I think my longer story has more instances, though just small details, that relate to “real” life. My main character’s sister works at a bookstore, as I did in high school. Their family has an Irish heritage (as do I) that becomes important to the story. This story has many supernatural elements, but there are strong themes of religious and spiritual struggle, adolescent girls finding their identities, how do we weigh what is good for one individual versus the universal good, what makes a person “good,” is it better to have someone love you as you are and accept you the way you are or to have someone who always believes you can be better? I continue to contemplate these ideas and I believe that many readers could identify with them. There may be very small details--things my characters might see or overhear in their environments--that are things I have seen (while out walking my dog, of course) or overheard in real life. Of course, for me, some of my characters’ musical tastes are definitely based on my own tastes and knowledge.
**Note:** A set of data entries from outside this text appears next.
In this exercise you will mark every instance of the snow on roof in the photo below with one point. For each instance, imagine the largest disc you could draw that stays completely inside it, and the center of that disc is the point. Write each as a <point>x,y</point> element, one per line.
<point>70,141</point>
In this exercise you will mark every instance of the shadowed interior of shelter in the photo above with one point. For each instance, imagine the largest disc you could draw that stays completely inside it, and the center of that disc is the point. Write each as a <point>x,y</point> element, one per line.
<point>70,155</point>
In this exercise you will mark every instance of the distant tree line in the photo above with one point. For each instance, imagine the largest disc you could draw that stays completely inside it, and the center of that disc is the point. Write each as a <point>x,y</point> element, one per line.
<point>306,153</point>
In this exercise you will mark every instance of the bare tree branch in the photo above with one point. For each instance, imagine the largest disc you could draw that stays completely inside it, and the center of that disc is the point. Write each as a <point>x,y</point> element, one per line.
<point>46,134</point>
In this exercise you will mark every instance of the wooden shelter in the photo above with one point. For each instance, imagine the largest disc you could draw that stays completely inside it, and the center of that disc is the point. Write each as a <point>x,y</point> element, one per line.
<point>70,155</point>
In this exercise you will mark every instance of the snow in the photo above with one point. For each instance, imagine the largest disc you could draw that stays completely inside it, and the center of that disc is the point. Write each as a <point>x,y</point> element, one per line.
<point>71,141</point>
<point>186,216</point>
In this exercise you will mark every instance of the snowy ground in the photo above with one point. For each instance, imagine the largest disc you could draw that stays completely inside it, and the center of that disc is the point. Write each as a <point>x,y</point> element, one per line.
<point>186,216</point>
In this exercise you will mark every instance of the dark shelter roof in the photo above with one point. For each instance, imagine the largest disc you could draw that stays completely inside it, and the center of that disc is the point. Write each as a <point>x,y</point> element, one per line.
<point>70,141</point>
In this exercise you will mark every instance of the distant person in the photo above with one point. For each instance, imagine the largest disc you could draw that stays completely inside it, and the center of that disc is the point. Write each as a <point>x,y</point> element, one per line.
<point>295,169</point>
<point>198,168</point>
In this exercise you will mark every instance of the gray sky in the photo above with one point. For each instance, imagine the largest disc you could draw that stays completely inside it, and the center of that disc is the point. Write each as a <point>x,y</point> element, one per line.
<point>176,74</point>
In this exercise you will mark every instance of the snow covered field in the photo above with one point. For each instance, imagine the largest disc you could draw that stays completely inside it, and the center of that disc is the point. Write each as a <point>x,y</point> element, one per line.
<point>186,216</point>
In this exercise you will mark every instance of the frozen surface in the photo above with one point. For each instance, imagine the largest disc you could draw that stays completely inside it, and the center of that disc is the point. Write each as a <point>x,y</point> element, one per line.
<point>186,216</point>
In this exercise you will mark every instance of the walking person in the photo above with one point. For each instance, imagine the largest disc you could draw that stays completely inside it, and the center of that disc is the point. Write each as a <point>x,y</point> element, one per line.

And some of my characters’ traits have been inspired by songs I listened to.

There is one big part of this story that has become a struggle for me. When I started working on this years ago, this familial detail did not relate to my real life. Now it does. My main character has a twin sister. And now I am expecting twin girls. So, forgive the inelegant phrasing here, but I am a little “weirded out” and it does make me a bit hesitant to proceed. Hmmm...


  1. Just think of how much the twins' experiences will inspire you. I'm sure you'll get enough material for a whole library!

  2. I think we're dealing with the some of the same themes. Maybe its the supernatural aspects of our stories. The one what I want to explore is good versus evil, and how arbitray these terms can be. How good can be evil and vice versa depending on whose judging. And how many times, even in the tradtional sense, we are both.